Software Tuning, Performance Optimization & Platform Monitoring
Discussion regarding monitoring and software tuning methodologies, Performance Monitoring Unit (PMU) of Intel microprocessors, and platform updating.

How is the collection of MSR registers

SB17
Beginner
2,180 Views

Hi all

Please explain one uncertain
That collect MSR/PCM c
ounters ?

As I understand it, I can collect counters through the perf or through driver on Linux allows to read and write in the MSR registers.

Collected counters show the number of events for each thread (counters binding with thread) or the total number of events occurring in the device ( without binding to the thread, for example the total number of load or store event of all threads of one processor/core without bindig to thread) ?

If MSR counters binding to the thread, whether this means that when you switch context OS(or hardware) save MSR registers in some buffer, and then again when loading context when MSR registers loaded into some buffer ?

This method should theoretically make the overhead of profiling.

What am I wrong?

Sorry for my english

0 Kudos
14 Replies
Patrick_F_Intel1
Employee
2,180 Views

Hello Black,

Sorry to delay answering your question.

I'm not really sure what you are asking though. I'm not really sure if you are asking about PCM specifically or just perfmon MSRs in general. But here is an attempt at an answer:

1) Do counters show events per thread or events per device? It depends on the counter. The 'scope' of the counter tells you what area of the chip the counter can access. Some counters (like the general cpu counters) count events at the cpu level (or they can count at the core level). So to read these counters you would need to bind to the particular cpu whose counter you want to read. Other counters have 'processor' scope. That is, the value in the counter is the same no matter which cpu you read it from. Other counters might have uncore scope, or ring scope, etc.

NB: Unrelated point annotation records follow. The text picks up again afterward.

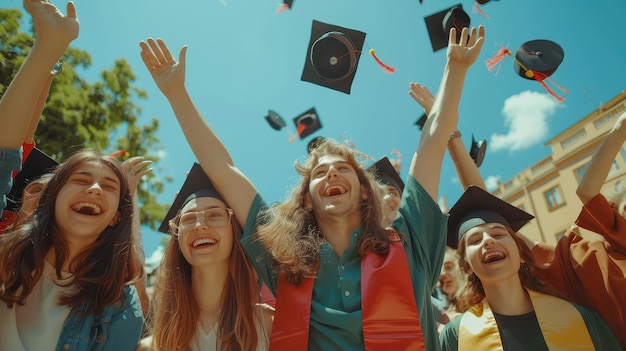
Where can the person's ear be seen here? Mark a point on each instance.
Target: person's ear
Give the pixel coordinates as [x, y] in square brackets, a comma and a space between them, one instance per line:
[116, 219]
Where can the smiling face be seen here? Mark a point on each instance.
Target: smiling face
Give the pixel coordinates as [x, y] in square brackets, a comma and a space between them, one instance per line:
[492, 253]
[334, 188]
[88, 202]
[205, 232]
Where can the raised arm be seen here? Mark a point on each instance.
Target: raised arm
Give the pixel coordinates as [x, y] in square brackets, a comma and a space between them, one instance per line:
[443, 118]
[465, 166]
[54, 32]
[169, 75]
[597, 171]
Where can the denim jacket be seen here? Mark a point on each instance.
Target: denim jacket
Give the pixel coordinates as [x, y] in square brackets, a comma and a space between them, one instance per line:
[117, 328]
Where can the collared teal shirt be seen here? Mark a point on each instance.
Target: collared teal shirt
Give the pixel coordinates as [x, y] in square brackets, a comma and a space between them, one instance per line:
[336, 322]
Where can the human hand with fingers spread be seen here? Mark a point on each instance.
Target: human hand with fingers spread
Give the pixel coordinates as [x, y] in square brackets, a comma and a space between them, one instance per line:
[168, 74]
[465, 52]
[51, 26]
[135, 168]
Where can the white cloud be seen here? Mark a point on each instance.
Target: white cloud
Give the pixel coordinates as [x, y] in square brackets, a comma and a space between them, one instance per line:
[155, 259]
[492, 182]
[526, 116]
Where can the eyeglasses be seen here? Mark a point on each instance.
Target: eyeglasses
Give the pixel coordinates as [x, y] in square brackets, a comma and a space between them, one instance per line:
[213, 217]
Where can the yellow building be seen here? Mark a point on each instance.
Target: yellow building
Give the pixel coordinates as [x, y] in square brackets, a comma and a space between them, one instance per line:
[547, 189]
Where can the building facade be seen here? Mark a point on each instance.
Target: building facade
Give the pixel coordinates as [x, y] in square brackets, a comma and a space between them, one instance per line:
[547, 189]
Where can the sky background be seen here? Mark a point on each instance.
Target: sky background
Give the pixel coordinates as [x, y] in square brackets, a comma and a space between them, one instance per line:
[244, 59]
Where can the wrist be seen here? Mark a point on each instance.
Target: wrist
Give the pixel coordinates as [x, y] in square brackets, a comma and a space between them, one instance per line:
[454, 135]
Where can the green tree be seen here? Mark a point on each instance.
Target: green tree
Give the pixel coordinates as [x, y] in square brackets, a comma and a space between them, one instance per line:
[101, 115]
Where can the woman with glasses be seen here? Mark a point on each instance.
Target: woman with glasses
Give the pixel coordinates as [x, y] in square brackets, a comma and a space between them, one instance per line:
[206, 293]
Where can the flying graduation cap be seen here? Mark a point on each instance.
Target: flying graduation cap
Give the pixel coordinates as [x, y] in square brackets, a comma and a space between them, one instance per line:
[36, 165]
[440, 23]
[287, 4]
[534, 60]
[478, 150]
[277, 123]
[333, 56]
[307, 123]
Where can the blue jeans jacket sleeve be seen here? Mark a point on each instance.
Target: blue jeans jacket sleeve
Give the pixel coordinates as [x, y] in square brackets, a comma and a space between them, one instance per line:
[117, 328]
[10, 160]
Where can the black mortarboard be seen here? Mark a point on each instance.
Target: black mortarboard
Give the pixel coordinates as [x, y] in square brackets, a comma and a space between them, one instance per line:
[332, 56]
[477, 151]
[386, 174]
[440, 23]
[275, 120]
[307, 123]
[540, 55]
[36, 164]
[421, 121]
[477, 206]
[314, 143]
[197, 184]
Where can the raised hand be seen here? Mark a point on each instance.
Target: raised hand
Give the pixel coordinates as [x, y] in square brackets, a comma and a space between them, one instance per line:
[51, 26]
[168, 74]
[135, 168]
[423, 96]
[465, 52]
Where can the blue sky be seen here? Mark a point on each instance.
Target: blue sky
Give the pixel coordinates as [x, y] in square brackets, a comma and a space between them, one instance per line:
[245, 59]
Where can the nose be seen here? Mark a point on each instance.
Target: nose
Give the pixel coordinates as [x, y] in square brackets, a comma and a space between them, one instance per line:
[95, 189]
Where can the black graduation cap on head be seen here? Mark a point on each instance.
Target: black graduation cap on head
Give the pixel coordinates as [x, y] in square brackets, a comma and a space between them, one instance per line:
[478, 150]
[421, 121]
[440, 23]
[332, 56]
[307, 123]
[314, 143]
[197, 184]
[477, 206]
[386, 174]
[36, 164]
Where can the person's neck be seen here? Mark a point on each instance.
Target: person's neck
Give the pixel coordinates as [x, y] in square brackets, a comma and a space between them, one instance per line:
[337, 230]
[508, 297]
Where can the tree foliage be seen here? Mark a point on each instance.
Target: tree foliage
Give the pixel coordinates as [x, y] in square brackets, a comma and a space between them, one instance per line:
[102, 115]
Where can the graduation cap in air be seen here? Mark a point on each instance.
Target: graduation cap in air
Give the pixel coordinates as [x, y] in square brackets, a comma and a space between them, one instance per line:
[314, 143]
[197, 184]
[476, 8]
[307, 123]
[277, 123]
[386, 174]
[421, 121]
[476, 207]
[478, 150]
[287, 4]
[36, 165]
[440, 23]
[534, 60]
[333, 56]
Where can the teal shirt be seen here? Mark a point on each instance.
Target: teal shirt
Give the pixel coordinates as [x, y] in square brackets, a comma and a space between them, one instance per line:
[336, 322]
[521, 336]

2) when you switch context on a cpu, do you have to save the MSRs and load the MSRs back when you switch back in? This is an area with lots of discussion. Generally the OS doesn't save off the perfmon (hw performance counter related) MSRs and so the OS doesn't reload them. In general, if the perfmon counters are in use, they just stay running regardless of which thread gets swapped in/out of the cpu. You can tell the counters to only count ring0 events or ring3 events or both but you can't tell the counter to "only count for my thread".

Hope this helps,

Pat

0 Kudos
SB17
Beginner
2,180 Views

Thanks Pat

I assumed it, but wanted to hear a professional opinion

 

0 Kudos
Bernard
Valued Contributor I
2,180 Views

>>>they just stay running regardless of which thread gets swapped in/out of the cpu.>>>

For heavily loaded system it could skew the results.I was thinking about the boosting priority of currently executed thread(beign profiled) to realtime priority in order to keep it pinned to the core until the measurement is over.

0 Kudos
Patrick_F_Intel1
Employee
2,180 Views

iliyapolak wrote:

>>>they just stay running regardless of which thread gets swapped in/out of the cpu.>>>

For heavily loaded system it could skew the results.I was thinking about the boosting priority of currently executed thread(beign profiled) to realtime priority in order to keep it pinned to the core until the measurement is over.

Hello iliyapolak,

When you say 'it could skew the results', if by "it" you mean "the running counters" then this is not something to worry about. I don't think anyone has been able to show/measure any extra overhead from having the counters running. Any extra overhead comes from reading the counters. But the overhead of utilities like PCM is pretty low (probably 1-20 milliseconds per iteration... but it has been a while since I checked it).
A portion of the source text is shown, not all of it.